Technology has, and continues to, impact processes like these. OSCAR has already been influential in making the process of performance scoring easier and much more cost-effective. Equally important, OSCAR makes the scoring process more accurate as well. Leveraging the broad set of configuration features and quality control functionality in OSCAR, scoring activities are continually monitored and administrators can easily oversee aggregate scoring activities and easily drill down to individual scorers to ensure inter-rater reliability and appropriate score distribution across the rubrics.

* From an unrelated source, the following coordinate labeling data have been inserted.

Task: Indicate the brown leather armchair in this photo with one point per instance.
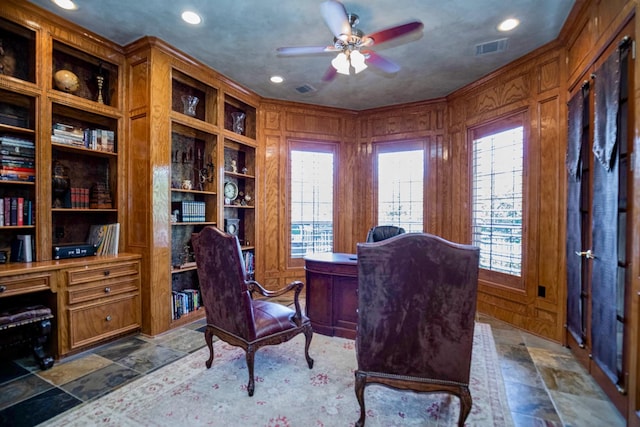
(383, 232)
(417, 301)
(233, 315)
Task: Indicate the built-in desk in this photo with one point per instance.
(331, 293)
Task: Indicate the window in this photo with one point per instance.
(312, 199)
(497, 202)
(400, 171)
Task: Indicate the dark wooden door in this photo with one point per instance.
(599, 215)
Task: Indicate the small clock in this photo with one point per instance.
(230, 192)
(231, 226)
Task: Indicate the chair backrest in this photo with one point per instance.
(383, 232)
(416, 307)
(221, 273)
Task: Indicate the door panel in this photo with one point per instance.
(598, 267)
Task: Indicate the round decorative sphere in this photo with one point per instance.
(67, 81)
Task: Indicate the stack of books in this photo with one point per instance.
(184, 301)
(68, 135)
(92, 139)
(16, 211)
(105, 238)
(17, 159)
(189, 211)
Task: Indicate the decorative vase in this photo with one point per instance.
(238, 122)
(66, 81)
(60, 184)
(100, 80)
(190, 102)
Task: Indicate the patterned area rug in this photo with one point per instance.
(288, 394)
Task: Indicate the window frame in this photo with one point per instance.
(514, 119)
(397, 146)
(312, 146)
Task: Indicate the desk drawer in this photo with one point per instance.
(101, 272)
(24, 283)
(95, 322)
(101, 289)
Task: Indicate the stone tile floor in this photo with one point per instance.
(545, 385)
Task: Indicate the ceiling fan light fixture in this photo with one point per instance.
(341, 63)
(357, 61)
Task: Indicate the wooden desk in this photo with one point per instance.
(332, 293)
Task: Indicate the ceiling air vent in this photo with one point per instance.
(492, 47)
(306, 88)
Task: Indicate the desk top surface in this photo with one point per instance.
(333, 258)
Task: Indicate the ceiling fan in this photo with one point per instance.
(351, 43)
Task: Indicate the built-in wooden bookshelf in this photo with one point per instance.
(61, 136)
(184, 156)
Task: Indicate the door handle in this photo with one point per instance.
(587, 254)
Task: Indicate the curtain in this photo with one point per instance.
(605, 218)
(578, 118)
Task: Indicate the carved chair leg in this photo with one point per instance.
(308, 333)
(208, 338)
(465, 405)
(41, 335)
(361, 380)
(250, 356)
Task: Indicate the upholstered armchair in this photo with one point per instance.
(416, 311)
(383, 232)
(233, 315)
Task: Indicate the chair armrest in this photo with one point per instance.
(257, 287)
(296, 286)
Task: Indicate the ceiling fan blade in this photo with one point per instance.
(335, 16)
(392, 33)
(330, 74)
(304, 50)
(381, 62)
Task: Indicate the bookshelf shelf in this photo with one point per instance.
(84, 210)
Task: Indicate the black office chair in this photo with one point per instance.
(383, 232)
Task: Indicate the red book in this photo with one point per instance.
(20, 213)
(7, 211)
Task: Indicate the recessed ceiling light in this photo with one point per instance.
(191, 17)
(66, 4)
(508, 24)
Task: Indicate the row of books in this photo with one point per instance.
(16, 141)
(188, 211)
(17, 159)
(185, 301)
(16, 211)
(104, 237)
(93, 139)
(249, 265)
(79, 197)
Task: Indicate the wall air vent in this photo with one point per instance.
(492, 47)
(305, 88)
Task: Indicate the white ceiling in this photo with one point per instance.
(238, 38)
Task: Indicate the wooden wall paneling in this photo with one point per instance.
(550, 213)
(531, 86)
(273, 226)
(633, 416)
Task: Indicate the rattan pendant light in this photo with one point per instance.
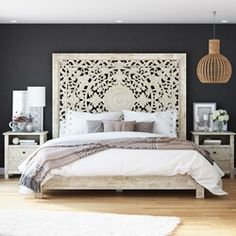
(214, 67)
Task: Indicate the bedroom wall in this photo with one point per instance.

Key to this functionality is the ability to facilitate scoring from two different, equally qualified individuals who have undergone appropriate training on each item and demonstrated a prescribed level of competency before scoring responses. This ability to use two scorers has multiple benefits, the most compelling is to ensure discrete agreement on a particular score and when agreement (often referred to as exact or adjacent score point agreement) is not met, the response is escalated to an expert resolution scorer who is able to “resolve” the discrepancy. The other key advantage to having multiple scorers score the same response is that it provides a level of ‘norming’ that reduces scoring discrepancies. For example, as part of one training exercises using OSCAR to score a collection of foreign language tests, one of the scorers commented, “I didn’t realize some students were so proficient in the subject manner.” Ensuring all scorers are properly trained and exposed to a full-range of samples that reflect each different score point (often referred to as Exemplars or Anchor Papers), increases the accuracy of scoring and also increases efficiency, making the entire scoring process faster and more valid.
The gravity and influence of many of these tests make the aspect of accuracy and efficiency not just important, but critical to their intended use. We only get out of the systems and processes like this what we put in, so ensuring accuracy and validity with systems like OSCAR, and embedded processes for second scoring with well trained and qualified scorers, is a critical component.